Video
Author(s):
As new diagnoses appear, etiology is understood better and treated better, resulting in a decrease of prevalence rates.
Peter Andreas Netland, MD, PhD, professor and chair of ophthalmology, University of Virginia:
The prevalence rates are going up and down in different areas of that. I think overall, I'd have to check it, but I think it's similar. But there are some of the types of uveitis that are going way down, for example fuchs heterochromic iridocyclitis has almost disappeared for the US because the etiology is probably the rubella virus which we have a vaccine for, so it's sort of disappearing. But we still see it in immigrant populations, but it's very low now whereas other populations have gone up.
So I think the overall rate of just inflammatory disease and causing eye problems is probably pretty similar although the specific causes have changed over time. And that's been going on a long time, you know back in the 1920s and 30s there were a completely different set of diseases in 1940s and 50s and 60s that caused a lot of inflammatory problems in eye disease.

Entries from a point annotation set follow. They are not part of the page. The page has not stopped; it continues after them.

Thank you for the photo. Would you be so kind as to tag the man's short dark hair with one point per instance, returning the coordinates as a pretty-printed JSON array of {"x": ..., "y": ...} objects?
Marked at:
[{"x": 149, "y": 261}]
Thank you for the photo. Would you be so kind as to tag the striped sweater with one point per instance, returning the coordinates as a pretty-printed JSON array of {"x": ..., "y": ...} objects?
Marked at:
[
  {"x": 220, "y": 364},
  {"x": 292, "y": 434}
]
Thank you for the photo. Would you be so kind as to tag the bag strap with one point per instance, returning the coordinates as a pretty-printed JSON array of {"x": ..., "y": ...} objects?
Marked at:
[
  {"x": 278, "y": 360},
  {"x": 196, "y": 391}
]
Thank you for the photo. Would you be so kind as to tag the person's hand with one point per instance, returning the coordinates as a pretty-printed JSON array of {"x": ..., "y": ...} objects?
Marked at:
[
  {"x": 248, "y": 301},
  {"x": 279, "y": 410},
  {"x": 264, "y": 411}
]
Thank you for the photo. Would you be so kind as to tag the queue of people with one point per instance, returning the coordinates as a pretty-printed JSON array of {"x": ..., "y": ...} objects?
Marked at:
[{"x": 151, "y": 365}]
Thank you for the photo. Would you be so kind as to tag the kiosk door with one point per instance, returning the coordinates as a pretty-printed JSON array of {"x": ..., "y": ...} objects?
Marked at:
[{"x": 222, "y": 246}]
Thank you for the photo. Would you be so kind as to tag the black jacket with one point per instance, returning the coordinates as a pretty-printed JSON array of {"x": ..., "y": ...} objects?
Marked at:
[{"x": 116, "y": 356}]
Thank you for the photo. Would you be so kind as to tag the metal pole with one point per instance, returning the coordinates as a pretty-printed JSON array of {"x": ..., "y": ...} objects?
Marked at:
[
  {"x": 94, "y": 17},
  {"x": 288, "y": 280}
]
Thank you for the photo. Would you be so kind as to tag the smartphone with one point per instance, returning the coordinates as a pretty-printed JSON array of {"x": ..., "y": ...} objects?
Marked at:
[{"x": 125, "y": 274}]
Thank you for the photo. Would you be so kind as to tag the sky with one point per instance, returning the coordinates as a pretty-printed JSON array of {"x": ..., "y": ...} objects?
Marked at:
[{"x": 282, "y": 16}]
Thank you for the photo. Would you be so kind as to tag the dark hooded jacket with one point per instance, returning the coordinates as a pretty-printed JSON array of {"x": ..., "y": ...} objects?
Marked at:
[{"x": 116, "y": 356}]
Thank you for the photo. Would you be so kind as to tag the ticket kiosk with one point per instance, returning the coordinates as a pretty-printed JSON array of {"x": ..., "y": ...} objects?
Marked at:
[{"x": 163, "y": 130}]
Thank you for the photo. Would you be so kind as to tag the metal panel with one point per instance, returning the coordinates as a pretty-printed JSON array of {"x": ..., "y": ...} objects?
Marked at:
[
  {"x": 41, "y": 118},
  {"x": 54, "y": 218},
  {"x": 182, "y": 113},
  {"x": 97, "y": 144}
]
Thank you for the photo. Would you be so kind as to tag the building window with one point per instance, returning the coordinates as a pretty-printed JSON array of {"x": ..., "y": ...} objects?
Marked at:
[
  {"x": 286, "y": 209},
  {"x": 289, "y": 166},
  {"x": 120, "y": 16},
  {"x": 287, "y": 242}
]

You know thinking of some examples that have really essentially almost disappeared, but so we're still going through that evolution of finding, you know, diagnoses appear etiologies understood better, is treated better and then the prevalence rates decrease. But then new things have popped up to fill that that void, so I think overall, it's still a problem that we have to deal with in clinical practice. You know we will see a certain percentage of patients that will have it, that rate, I mean they don't seem to be disappearing even though there are some types of those patients that we seem to be seeing a little bit less of nowadays.